Es braucht eine radikale Neuausrichtung hin zu einer Kirche von geschwister lichen Gemeinden des gemeinsamen Priestertums. Das wurde auch vom letzten Konzil noch nicht erkannt.

Allerdings setzt dieses eigentliche Priestertum im Glauben mündige Christinnen und Christen voraus, die in ihren Gemeinden Zeichen und Werkzeug des priesterlichen Wirkens Christi und einander Hirtinnen und Hirten sind (die jetzige Praxis von Taufe und Firmung genügt dafür nicht). Die Bischöfe, die wegen des Priestermangels Pfarrgemeinden nach der Zahl der noch vorhandenen Priester zu größeren Seelsorgeeinheiten zusammenlegen, aber auch die Pfarrer-Initiative, die durch eine Änderung der Zulassungsbedingungen mehr Priester im jetzigen Verständnis gewinnen will (wobei offen bleibt, wie viele "bewährte“ Männer oder Frauen dazu bereit wären und wer über ihre Eignung entscheiden soll), reagieren in ungenügender Weise auf das Symptom einer tieferen Krise.

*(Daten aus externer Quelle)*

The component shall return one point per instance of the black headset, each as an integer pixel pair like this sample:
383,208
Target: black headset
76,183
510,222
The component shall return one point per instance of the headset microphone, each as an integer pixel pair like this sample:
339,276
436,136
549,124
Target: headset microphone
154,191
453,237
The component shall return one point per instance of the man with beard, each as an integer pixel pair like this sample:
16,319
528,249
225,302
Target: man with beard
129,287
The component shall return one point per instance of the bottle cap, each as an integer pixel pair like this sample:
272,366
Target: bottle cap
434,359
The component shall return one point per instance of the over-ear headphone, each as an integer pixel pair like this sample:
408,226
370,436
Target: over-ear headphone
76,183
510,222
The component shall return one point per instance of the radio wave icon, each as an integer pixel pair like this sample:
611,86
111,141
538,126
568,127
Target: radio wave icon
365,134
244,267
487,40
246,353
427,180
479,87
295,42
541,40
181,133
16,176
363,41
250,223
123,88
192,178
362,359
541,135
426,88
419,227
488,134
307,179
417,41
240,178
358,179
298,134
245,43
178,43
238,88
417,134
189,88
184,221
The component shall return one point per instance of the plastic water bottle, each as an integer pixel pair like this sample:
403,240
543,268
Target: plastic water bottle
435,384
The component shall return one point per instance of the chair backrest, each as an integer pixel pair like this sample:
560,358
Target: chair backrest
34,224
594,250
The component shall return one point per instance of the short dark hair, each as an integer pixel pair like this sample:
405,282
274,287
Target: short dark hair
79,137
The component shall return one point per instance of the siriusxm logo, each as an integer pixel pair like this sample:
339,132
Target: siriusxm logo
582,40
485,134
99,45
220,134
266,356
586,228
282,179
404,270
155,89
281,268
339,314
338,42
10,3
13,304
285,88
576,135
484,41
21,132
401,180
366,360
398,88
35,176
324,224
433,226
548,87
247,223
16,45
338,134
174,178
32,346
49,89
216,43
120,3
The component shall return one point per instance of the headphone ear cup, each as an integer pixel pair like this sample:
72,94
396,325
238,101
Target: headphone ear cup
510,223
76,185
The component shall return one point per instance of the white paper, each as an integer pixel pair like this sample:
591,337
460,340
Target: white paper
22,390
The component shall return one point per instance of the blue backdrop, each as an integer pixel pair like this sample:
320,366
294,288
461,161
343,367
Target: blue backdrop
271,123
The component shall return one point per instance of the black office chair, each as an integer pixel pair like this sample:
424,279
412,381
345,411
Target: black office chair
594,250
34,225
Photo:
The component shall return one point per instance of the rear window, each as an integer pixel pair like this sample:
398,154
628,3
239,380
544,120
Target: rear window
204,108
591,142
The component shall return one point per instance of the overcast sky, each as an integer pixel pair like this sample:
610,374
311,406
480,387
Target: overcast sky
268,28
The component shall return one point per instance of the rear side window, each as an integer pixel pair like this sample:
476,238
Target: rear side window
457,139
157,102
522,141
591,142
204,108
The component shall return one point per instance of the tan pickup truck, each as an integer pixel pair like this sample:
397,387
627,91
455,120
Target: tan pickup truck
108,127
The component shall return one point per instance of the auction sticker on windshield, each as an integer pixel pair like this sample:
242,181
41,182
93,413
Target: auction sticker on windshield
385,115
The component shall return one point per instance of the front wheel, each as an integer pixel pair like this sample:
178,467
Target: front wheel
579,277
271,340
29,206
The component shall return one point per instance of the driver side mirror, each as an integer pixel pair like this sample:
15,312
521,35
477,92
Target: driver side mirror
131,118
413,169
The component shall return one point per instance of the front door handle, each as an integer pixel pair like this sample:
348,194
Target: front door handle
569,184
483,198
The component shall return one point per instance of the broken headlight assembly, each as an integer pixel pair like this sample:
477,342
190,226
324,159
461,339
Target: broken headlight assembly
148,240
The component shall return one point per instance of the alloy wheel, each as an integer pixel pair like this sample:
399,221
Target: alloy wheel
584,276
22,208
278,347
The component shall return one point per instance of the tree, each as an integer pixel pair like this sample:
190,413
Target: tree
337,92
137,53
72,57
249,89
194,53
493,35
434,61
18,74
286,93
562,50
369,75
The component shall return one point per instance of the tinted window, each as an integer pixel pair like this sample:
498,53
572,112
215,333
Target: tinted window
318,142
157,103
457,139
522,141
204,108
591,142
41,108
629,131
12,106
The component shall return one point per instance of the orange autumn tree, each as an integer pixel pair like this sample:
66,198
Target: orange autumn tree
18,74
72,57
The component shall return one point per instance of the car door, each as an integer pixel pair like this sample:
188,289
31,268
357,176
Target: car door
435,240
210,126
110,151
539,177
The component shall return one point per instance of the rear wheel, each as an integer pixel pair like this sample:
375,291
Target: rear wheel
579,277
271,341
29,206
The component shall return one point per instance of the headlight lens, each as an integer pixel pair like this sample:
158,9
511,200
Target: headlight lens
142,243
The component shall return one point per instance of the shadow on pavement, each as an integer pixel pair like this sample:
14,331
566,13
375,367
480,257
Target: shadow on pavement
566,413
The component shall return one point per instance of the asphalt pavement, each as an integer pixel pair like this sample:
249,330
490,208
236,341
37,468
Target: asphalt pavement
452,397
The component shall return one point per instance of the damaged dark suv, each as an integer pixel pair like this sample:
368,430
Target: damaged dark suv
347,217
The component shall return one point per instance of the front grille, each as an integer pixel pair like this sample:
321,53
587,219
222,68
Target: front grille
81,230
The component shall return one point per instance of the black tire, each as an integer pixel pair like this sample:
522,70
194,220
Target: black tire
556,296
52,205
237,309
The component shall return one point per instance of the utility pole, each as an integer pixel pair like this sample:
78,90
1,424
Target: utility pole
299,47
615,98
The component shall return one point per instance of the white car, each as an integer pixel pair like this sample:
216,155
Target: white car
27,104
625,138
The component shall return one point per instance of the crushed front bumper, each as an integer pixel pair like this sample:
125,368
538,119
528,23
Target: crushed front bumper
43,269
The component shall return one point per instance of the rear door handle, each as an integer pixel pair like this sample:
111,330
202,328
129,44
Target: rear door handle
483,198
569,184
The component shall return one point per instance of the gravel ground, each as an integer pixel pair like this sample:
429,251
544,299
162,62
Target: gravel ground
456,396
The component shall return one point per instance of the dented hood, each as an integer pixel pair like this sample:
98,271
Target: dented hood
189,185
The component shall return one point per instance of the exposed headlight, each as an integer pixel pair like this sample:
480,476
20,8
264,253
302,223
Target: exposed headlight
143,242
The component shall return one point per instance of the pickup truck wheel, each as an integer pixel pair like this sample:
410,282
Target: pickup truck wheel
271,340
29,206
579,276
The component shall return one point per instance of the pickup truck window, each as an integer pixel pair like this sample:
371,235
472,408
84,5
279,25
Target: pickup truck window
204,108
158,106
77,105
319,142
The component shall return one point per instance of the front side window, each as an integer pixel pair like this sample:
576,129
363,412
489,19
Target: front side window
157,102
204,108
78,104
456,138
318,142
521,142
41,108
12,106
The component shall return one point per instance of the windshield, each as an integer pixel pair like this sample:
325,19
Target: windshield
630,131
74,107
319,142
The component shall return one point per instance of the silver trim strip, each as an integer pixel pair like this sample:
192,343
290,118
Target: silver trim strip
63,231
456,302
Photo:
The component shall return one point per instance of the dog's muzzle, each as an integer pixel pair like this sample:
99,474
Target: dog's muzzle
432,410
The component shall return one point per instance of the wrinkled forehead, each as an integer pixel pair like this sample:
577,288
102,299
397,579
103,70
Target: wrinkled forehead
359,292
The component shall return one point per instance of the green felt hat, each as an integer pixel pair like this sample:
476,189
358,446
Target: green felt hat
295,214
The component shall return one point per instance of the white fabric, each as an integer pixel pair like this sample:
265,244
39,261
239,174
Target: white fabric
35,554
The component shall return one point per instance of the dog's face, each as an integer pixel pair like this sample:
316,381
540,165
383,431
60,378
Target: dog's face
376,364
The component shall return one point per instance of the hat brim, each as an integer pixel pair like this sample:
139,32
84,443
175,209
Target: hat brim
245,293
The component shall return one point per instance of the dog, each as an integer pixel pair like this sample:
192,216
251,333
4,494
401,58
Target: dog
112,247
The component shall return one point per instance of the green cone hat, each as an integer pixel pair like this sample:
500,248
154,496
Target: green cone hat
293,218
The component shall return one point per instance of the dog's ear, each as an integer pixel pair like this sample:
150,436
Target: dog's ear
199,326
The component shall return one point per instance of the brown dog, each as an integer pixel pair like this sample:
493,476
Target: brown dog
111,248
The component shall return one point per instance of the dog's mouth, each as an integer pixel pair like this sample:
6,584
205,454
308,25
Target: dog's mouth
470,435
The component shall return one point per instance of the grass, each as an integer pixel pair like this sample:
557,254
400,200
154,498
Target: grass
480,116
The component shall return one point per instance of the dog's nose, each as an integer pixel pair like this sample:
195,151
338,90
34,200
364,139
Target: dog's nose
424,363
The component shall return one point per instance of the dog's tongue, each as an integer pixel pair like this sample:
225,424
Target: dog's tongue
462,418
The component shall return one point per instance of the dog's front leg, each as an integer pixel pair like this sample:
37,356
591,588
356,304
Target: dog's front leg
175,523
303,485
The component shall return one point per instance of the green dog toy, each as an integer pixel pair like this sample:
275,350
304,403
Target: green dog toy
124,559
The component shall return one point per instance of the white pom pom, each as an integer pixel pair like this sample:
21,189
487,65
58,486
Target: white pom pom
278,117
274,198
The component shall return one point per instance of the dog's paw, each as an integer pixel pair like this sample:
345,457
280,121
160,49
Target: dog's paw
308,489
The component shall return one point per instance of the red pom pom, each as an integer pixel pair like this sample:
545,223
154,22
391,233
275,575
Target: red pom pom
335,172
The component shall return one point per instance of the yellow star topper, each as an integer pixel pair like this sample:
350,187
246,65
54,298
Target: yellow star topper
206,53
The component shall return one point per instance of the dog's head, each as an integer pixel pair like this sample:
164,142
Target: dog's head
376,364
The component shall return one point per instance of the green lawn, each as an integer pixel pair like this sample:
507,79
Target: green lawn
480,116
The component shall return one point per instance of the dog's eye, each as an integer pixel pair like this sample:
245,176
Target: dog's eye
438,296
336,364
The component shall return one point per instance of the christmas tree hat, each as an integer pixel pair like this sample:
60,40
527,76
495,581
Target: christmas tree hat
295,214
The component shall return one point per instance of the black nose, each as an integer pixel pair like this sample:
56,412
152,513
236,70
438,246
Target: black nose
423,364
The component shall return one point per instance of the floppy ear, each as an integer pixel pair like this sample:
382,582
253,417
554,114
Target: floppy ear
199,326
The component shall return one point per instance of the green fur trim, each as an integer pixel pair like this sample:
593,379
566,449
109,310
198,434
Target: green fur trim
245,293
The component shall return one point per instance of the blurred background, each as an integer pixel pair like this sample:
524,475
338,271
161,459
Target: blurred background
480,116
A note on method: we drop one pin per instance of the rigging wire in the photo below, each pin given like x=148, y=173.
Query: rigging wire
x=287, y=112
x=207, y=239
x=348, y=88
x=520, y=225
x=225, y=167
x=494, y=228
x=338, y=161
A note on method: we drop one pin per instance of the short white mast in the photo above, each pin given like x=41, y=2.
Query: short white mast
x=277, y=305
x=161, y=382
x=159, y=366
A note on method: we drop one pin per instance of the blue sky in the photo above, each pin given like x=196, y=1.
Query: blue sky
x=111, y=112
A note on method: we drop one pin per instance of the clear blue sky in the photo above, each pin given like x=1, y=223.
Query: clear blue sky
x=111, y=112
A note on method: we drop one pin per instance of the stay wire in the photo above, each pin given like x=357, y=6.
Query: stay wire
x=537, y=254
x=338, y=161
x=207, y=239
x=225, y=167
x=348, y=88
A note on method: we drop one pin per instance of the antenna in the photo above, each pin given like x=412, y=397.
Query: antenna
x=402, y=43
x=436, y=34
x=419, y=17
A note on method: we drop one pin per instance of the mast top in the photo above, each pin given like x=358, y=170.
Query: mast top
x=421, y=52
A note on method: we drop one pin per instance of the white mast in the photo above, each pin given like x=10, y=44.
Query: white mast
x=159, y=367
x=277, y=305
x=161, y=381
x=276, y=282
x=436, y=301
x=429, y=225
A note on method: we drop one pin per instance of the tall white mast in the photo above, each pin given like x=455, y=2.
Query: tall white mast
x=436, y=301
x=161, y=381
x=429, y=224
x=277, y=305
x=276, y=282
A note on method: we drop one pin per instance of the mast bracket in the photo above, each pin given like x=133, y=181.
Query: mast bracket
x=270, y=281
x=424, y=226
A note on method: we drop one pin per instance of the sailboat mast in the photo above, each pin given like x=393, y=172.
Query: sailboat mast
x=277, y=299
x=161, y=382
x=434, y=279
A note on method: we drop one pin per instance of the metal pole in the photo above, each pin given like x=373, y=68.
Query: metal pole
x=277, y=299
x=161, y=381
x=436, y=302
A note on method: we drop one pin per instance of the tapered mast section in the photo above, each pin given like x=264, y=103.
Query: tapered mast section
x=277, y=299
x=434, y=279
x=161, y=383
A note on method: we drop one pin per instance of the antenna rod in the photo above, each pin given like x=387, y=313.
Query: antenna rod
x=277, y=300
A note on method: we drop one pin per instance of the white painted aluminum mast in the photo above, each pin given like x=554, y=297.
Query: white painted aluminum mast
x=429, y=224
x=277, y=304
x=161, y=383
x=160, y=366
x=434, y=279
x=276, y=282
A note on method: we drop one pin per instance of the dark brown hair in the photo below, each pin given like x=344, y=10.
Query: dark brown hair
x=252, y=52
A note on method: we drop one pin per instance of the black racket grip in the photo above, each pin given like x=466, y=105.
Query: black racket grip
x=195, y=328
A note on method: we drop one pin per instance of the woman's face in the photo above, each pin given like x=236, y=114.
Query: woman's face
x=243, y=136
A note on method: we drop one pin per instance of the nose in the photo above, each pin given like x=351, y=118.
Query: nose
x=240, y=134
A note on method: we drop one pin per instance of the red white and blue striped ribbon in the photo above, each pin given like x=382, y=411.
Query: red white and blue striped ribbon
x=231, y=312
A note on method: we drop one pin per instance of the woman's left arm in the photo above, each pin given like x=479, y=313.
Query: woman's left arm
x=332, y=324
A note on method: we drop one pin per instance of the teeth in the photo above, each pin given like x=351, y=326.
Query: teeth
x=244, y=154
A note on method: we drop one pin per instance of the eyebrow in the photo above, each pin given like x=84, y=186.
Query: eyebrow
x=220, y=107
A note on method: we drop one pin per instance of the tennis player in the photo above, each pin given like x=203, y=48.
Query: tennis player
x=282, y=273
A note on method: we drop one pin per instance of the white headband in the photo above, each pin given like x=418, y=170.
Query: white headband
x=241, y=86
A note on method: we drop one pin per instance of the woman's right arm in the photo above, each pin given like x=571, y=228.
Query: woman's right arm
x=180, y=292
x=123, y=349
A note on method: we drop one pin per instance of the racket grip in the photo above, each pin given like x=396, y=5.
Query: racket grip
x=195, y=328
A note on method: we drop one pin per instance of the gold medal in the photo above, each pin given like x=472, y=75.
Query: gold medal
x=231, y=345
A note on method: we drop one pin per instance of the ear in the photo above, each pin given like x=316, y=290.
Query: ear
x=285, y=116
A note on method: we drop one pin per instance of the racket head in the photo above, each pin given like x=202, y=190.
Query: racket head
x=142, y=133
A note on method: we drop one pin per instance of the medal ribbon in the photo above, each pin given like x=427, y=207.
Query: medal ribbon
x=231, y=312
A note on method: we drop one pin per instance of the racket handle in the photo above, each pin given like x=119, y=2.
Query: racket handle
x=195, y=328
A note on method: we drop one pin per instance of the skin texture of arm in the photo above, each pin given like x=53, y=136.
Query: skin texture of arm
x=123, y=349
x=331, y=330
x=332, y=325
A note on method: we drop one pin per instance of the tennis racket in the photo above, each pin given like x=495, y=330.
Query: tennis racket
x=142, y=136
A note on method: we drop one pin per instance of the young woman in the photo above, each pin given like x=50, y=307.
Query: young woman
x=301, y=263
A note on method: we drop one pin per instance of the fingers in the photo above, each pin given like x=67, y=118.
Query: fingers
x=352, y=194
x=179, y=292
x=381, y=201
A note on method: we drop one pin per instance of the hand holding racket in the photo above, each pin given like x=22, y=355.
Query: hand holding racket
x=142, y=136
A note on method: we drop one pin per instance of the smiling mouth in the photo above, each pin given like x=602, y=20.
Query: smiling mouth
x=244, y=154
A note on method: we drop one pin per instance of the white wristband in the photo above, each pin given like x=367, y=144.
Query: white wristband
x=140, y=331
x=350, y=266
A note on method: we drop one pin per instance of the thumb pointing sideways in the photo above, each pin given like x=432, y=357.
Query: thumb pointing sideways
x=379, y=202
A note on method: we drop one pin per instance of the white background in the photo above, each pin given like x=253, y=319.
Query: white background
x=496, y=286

Eine von amtlichen Priestern betreute "Herde“ von Gläubigen entspricht nicht dem Neuen Testament, ist den Herausforderungen der Gegenwart nicht gewachsen und war schon bisher eine Überforderung der ordinierten Amtsträger. Es braucht eine radikale Neuausrichtung hin zu einer Kirche von geschwisterlichen Gemeinden des gemeinsamen Priestertums. Das wurde vom letzten Konzil noch nicht erkannt. Agapefeiern könnten ein Schritt dorthin sein.